Ongoing twin pregnancies were also more likely to have preeclampsia (AOR, 3.33), preterm premature rupture of membranes (3.86), and low birthweight (under the 5th and 10th percentiles). There were no significant differences in the rate of unintended pregnancy loss (2.4% vs. 2.3%), and rates for total pregnancy loss at less than 24 weeks and less than 20 weeks were similar.
An important issue in the consideration of MPR is that prenatal diagnosis of chromosomal abnormalities is very safe in twins. Multiple gestations are at greater risk of chromosomal abnormalities, so performing MPR selectively – if a chromosomally abnormal fetus is present – is desirable for many parents.
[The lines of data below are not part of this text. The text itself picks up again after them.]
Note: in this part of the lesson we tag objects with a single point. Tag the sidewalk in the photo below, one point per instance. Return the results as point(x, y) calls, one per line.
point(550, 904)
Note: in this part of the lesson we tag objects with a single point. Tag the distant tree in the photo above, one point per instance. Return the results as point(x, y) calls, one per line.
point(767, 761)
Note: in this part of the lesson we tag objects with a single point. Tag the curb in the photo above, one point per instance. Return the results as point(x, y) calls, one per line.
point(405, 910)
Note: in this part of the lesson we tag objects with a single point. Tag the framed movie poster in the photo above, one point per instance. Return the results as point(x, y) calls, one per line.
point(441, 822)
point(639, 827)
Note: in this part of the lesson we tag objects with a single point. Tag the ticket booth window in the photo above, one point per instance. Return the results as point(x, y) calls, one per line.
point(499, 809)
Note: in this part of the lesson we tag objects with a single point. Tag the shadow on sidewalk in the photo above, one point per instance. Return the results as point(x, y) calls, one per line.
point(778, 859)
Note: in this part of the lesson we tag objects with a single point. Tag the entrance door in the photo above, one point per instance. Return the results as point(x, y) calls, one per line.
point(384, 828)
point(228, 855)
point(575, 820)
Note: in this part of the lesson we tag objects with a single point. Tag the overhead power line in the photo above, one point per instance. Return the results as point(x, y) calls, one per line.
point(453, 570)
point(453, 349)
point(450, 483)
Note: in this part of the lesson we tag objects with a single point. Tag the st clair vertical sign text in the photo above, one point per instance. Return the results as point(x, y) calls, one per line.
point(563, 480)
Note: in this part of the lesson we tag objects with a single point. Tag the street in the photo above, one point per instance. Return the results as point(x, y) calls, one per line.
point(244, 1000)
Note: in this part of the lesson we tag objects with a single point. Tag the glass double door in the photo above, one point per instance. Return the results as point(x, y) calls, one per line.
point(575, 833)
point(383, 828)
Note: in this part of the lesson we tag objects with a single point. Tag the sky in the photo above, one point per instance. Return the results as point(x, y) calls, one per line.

A recent meta-analysis and systematic review of studies reporting fetal loss following amniocentesis or CVS in twin pregnancies found an exceedingly low risk of loss. Procedure-related fetal loss (the primary outcome) was lower than previously reported, and the rate of fetal loss before 24 weeks gestation or within 4 weeks after the procedure (secondary outcomes), did not differ from the background risk in twin pregnancies not undergoing invasive prenatal testing.4
Our data have shown no significant differences in pregnancy loss between patients who underwent CVS prior to MPR and those who did not. Looking specifically at reduction to a singleton gestation, patients who underwent CVS prior to MPR had a fourfold reduction in loss.5 Therefore, we counsel patients that CVS provides useful information – especially now with the common use of chromosomal microarray – at almost negligible risk.